Se atribuye al economista austriaco Joseph Schumpeter, la introducción del concepto de innovación a la literatura económica, entendiendo por ello “la introducción de un bien o producto nuevo para los consumidores o de mayor calidad que los anteriores, la introducción de nuevos métodos de producción para un sector de la industria, la apertura de nuevos mercados, el uso de nuevas fuentes de aprovisionamiento, o la introducción de nuevas formas de competir”, en su concepción en el capitalismo existe una fuerza interna, el “ansia de innovación”, que constituye el motor del movimiento económico en un país.
Un proceso que en su propuesta asocia la idea de “destrucción creativa”, ya que la innovación termina con las formas tradicionales de hacer las cosas, al introducir nuevos y superiores paradigmas, más productivos, eliminando los preexistentes, en un constante proceso competitivo y creativo.
La OCDE, en 1981, hace más específica la definición anterior, identificando los pasos intermedios necesarios para el desarrollo de nuevos productos y procesos, describiendo a la investigación y desarrollo (I+D) como sólo uno de estos pasos, indispensable, pero no suficiente, para los propósitos del progreso de las economías.

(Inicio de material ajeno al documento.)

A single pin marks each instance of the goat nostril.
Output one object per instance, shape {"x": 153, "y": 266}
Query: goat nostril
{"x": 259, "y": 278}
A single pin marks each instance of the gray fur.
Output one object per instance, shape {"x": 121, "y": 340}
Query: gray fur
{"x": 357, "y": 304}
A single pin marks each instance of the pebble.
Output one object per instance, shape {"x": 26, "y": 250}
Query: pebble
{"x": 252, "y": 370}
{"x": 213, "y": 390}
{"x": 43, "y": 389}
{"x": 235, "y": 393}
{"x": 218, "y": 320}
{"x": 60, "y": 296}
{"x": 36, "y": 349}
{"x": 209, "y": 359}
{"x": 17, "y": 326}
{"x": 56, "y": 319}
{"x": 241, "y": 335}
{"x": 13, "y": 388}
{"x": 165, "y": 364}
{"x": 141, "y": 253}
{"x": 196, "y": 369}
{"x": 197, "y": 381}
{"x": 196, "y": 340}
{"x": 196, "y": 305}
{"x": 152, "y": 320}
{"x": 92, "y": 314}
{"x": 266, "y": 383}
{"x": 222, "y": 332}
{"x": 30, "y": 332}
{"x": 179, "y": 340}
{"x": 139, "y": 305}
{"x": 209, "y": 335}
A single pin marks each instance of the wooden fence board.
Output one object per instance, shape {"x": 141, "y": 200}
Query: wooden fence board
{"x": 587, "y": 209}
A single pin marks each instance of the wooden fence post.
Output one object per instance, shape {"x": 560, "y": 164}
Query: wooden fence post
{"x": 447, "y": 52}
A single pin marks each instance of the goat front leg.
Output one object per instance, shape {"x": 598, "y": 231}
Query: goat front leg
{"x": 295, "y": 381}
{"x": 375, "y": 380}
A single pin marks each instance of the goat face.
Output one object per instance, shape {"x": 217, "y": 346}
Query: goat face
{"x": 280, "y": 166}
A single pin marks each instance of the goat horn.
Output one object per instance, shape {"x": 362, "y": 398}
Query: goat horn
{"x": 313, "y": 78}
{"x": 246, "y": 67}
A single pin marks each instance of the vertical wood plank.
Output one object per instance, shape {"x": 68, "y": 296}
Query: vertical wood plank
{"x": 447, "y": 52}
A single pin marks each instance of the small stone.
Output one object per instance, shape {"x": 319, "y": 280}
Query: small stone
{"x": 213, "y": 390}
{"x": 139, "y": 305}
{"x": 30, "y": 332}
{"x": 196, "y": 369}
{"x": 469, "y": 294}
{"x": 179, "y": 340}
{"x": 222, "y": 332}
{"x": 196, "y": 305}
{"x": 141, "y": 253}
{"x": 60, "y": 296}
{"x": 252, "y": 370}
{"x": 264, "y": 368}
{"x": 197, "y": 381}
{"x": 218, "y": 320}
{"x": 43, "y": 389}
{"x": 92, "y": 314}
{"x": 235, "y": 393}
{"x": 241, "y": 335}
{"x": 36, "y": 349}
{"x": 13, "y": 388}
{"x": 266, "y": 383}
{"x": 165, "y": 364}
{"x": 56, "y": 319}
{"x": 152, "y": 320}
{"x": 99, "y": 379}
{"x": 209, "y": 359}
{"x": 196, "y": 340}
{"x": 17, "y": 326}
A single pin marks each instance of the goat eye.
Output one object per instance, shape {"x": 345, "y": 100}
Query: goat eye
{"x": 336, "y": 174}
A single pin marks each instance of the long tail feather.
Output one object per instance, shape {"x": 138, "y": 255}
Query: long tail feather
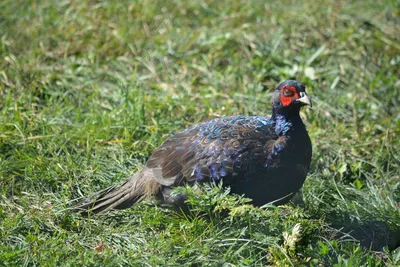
{"x": 135, "y": 189}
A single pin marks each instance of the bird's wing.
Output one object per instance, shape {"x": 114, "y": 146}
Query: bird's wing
{"x": 222, "y": 148}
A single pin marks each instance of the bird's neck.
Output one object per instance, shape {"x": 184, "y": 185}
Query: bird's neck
{"x": 285, "y": 125}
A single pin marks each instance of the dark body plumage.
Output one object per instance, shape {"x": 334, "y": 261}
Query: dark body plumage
{"x": 266, "y": 159}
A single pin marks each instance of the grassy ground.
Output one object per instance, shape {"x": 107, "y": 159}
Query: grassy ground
{"x": 88, "y": 89}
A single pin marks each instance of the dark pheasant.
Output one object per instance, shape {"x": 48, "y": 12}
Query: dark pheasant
{"x": 266, "y": 159}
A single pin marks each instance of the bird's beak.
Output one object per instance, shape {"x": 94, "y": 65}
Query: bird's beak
{"x": 304, "y": 100}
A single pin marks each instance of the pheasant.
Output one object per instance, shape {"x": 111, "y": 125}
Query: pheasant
{"x": 264, "y": 159}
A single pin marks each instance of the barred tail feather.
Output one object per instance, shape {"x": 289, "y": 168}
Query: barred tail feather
{"x": 135, "y": 189}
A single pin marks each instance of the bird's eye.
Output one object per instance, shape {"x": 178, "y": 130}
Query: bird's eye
{"x": 287, "y": 92}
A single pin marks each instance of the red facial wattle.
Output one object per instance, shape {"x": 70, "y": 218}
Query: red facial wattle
{"x": 288, "y": 93}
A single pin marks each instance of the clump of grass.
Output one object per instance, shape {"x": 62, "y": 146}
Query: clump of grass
{"x": 88, "y": 90}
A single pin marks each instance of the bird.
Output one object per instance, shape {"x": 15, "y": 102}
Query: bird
{"x": 266, "y": 159}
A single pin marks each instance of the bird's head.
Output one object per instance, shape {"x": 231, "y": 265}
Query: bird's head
{"x": 289, "y": 97}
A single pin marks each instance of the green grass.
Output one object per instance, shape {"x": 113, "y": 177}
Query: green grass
{"x": 88, "y": 89}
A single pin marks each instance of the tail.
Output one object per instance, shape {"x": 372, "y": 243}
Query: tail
{"x": 135, "y": 189}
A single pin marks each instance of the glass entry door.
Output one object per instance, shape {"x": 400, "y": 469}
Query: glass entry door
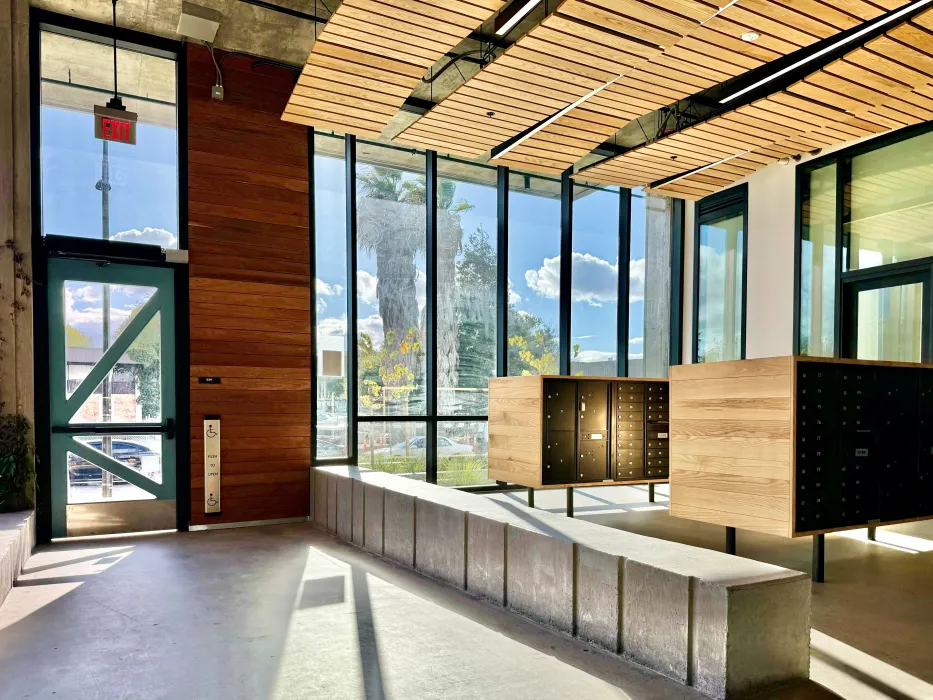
{"x": 112, "y": 402}
{"x": 887, "y": 317}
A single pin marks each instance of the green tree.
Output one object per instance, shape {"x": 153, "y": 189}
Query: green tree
{"x": 146, "y": 353}
{"x": 76, "y": 339}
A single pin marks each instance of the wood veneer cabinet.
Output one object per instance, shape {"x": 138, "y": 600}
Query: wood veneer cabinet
{"x": 798, "y": 446}
{"x": 554, "y": 432}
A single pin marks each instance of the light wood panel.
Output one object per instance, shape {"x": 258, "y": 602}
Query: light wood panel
{"x": 371, "y": 54}
{"x": 731, "y": 465}
{"x": 249, "y": 290}
{"x": 868, "y": 91}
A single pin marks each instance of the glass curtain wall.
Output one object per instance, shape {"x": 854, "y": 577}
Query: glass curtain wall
{"x": 534, "y": 275}
{"x": 595, "y": 282}
{"x": 720, "y": 276}
{"x": 395, "y": 384}
{"x": 649, "y": 302}
{"x": 330, "y": 287}
{"x": 467, "y": 220}
{"x": 818, "y": 262}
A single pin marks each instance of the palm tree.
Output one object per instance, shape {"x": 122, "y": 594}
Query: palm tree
{"x": 391, "y": 227}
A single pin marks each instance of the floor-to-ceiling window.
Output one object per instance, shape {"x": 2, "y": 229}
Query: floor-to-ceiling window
{"x": 719, "y": 277}
{"x": 443, "y": 304}
{"x": 331, "y": 289}
{"x": 390, "y": 292}
{"x": 595, "y": 282}
{"x": 534, "y": 275}
{"x": 466, "y": 317}
{"x": 866, "y": 250}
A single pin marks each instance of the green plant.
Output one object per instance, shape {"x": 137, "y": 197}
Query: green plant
{"x": 17, "y": 471}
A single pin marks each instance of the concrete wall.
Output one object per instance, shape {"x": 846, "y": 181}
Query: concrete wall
{"x": 16, "y": 358}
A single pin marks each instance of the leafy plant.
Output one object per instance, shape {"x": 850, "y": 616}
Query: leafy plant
{"x": 17, "y": 471}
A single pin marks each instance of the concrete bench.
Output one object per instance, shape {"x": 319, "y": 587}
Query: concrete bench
{"x": 725, "y": 625}
{"x": 17, "y": 540}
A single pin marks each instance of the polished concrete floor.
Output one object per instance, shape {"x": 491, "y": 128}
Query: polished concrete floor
{"x": 286, "y": 612}
{"x": 872, "y": 619}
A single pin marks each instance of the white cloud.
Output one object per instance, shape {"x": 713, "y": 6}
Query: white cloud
{"x": 514, "y": 297}
{"x": 595, "y": 281}
{"x": 636, "y": 280}
{"x": 594, "y": 356}
{"x": 366, "y": 286}
{"x": 333, "y": 326}
{"x": 152, "y": 236}
{"x": 372, "y": 326}
{"x": 321, "y": 287}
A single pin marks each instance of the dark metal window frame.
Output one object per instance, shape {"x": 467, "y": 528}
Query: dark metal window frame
{"x": 716, "y": 207}
{"x": 842, "y": 159}
{"x": 431, "y": 419}
{"x": 44, "y": 247}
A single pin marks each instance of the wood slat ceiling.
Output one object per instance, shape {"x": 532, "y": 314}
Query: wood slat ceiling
{"x": 371, "y": 54}
{"x": 885, "y": 84}
{"x": 707, "y": 56}
{"x": 576, "y": 50}
{"x": 591, "y": 43}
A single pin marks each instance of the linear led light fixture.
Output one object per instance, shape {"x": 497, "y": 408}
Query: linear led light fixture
{"x": 822, "y": 52}
{"x": 521, "y": 138}
{"x": 518, "y": 12}
{"x": 668, "y": 181}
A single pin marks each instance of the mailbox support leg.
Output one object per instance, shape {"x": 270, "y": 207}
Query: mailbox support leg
{"x": 818, "y": 572}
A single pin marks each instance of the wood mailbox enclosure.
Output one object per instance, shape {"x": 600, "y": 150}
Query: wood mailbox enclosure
{"x": 797, "y": 446}
{"x": 558, "y": 432}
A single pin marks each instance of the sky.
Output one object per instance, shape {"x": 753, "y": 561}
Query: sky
{"x": 143, "y": 203}
{"x": 534, "y": 261}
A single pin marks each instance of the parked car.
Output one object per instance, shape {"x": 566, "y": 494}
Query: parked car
{"x": 326, "y": 448}
{"x": 133, "y": 454}
{"x": 416, "y": 448}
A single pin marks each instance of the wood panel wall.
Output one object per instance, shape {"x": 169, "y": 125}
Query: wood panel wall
{"x": 250, "y": 289}
{"x": 731, "y": 444}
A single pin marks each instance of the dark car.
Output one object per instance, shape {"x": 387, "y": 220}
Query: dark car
{"x": 132, "y": 454}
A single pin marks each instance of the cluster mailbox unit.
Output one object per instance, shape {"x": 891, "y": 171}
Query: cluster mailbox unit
{"x": 551, "y": 432}
{"x": 799, "y": 446}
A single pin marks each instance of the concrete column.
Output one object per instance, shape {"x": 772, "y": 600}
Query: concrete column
{"x": 16, "y": 347}
{"x": 657, "y": 286}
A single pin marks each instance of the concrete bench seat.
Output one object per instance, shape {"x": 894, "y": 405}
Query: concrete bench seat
{"x": 725, "y": 625}
{"x": 17, "y": 540}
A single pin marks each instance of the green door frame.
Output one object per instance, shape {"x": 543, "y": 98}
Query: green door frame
{"x": 62, "y": 409}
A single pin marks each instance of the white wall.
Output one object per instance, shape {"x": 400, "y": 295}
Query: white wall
{"x": 769, "y": 325}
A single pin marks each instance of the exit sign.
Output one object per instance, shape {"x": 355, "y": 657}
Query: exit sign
{"x": 115, "y": 125}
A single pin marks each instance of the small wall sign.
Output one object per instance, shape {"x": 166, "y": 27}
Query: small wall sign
{"x": 212, "y": 464}
{"x": 114, "y": 125}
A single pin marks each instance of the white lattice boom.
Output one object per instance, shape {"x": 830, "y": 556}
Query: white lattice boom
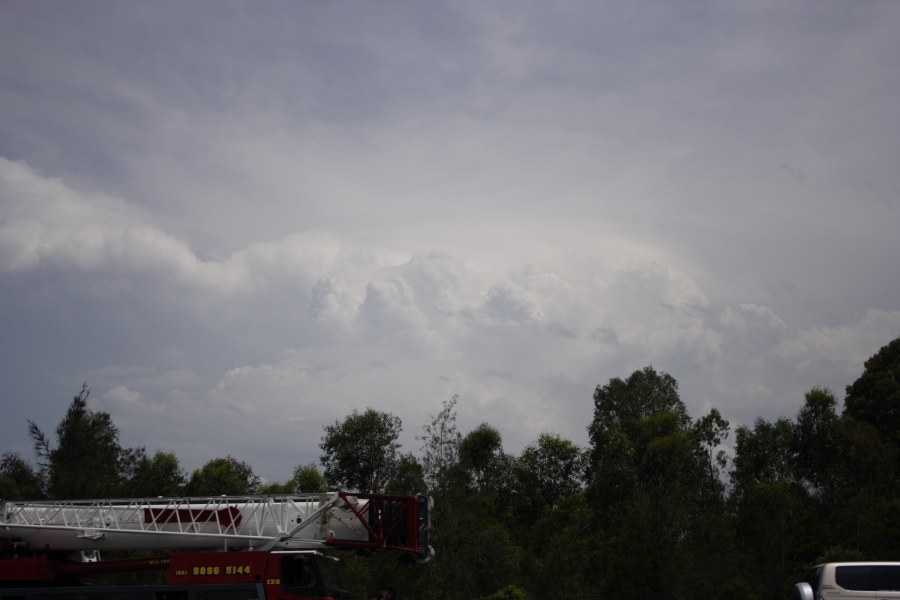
{"x": 257, "y": 522}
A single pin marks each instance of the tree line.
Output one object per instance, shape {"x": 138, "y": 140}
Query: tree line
{"x": 658, "y": 505}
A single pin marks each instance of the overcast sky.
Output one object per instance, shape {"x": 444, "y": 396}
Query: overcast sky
{"x": 239, "y": 221}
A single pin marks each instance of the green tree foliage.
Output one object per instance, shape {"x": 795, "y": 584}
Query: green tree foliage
{"x": 409, "y": 478}
{"x": 874, "y": 398}
{"x": 18, "y": 481}
{"x": 658, "y": 505}
{"x": 159, "y": 475}
{"x": 361, "y": 453}
{"x": 440, "y": 444}
{"x": 652, "y": 484}
{"x": 484, "y": 465}
{"x": 547, "y": 472}
{"x": 88, "y": 461}
{"x": 309, "y": 480}
{"x": 224, "y": 476}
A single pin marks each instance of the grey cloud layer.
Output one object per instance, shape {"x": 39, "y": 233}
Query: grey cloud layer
{"x": 237, "y": 226}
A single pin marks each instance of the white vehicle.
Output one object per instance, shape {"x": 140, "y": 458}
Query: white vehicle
{"x": 851, "y": 580}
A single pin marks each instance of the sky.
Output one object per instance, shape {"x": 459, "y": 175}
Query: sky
{"x": 238, "y": 222}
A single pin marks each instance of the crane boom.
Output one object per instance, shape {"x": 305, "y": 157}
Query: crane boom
{"x": 279, "y": 522}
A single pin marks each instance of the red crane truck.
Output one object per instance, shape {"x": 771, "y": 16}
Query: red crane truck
{"x": 220, "y": 548}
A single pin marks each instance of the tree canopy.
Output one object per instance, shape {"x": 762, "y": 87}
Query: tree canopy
{"x": 658, "y": 504}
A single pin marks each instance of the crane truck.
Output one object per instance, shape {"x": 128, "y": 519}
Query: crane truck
{"x": 218, "y": 548}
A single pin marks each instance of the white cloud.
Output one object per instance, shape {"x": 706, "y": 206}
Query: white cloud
{"x": 245, "y": 225}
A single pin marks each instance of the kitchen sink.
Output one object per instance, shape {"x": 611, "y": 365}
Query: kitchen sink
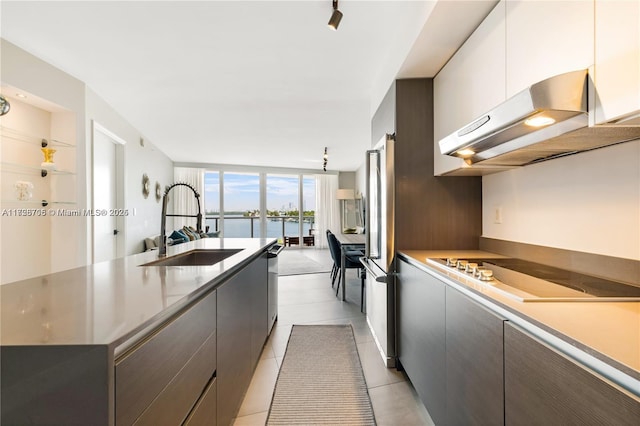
{"x": 198, "y": 257}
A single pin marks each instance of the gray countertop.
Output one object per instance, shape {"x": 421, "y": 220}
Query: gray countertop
{"x": 109, "y": 303}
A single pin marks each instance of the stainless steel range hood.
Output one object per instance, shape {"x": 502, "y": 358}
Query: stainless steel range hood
{"x": 548, "y": 120}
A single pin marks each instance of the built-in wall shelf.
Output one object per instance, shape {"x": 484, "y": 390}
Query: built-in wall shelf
{"x": 12, "y": 134}
{"x": 35, "y": 170}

En ese contexto resulta elocuente el resultado del último Índice Mundial de Innovación, que en su décima edición señala que sigue habiendo un desfase en la capacidad innovadora entre países desarrollados y países en desarrollo y que se observa un mediocre índice de progresión en actividades de investigación y desarrollo, tanto a nivel estatal, como de las empresas, lo que ha levantado la observación que existe en Latinoamérica mucho talento, pero poca innovación, al verificar que en el ranking de ese Índice no aparece ningún país de la región entre las 25 naciones más innovadoras del mundo.
En efecto, en un esfuerzo colaborativo de la Facultad de Negocios de la Universidad de Cornell, la escuela de negocios INSEAD y la Organización Mundial de la Propiedad Intelectual (OMPI), se evalúa la situación en 130 economías mediante docenas de parámetros, desde la presentación de solicitudes de patente, al gasto en educación. Se puede observar así un panorama muy completo acerca de la actividad innovadora, que es cada vez más un motor de crecimiento económico y social. Se detecta que las naciones de África, Europa del Este y el Sudeste Asiático están avanzando más rápidamente que las de América Latina en la producción de nuevos bienes y servicios que les permitan crecer más y mejor.
Este año, el ranking mundial de innovación está encabezado por Suiza, seguido por Suecia, Holanda, Estados Unidos y Gran Bretaña. Entre las naciones latinoamericanas, Chile ocupó el puesto 46, México el 58, Colombia el 65, Uruguay el 67, Brasil el 69, Perú el 70, Argentina el 76, Ecuador el 92, El Salvador el 103 y Bolivia el 106. Todos los países latinoamericanos y caribeños juntos solicitaron cerca de 1.400 patentes internacionales el año pasado, menos del 10% de las 15.560 solicitadas por Corea del Sur, según datos de la OMPI.
Hay, eso sí, otro contraste; mientras las naciones altamente innovadoras, como Corea del Sur e Israel, invierten el 4,2% de su producto bruto en investigación y desarrollo de nuevos productos, en Latinoamérica el promedio es del 0,5%, Chile aún menos y aun así lidera regionalmente, no hay peor ceguera que no querer ver.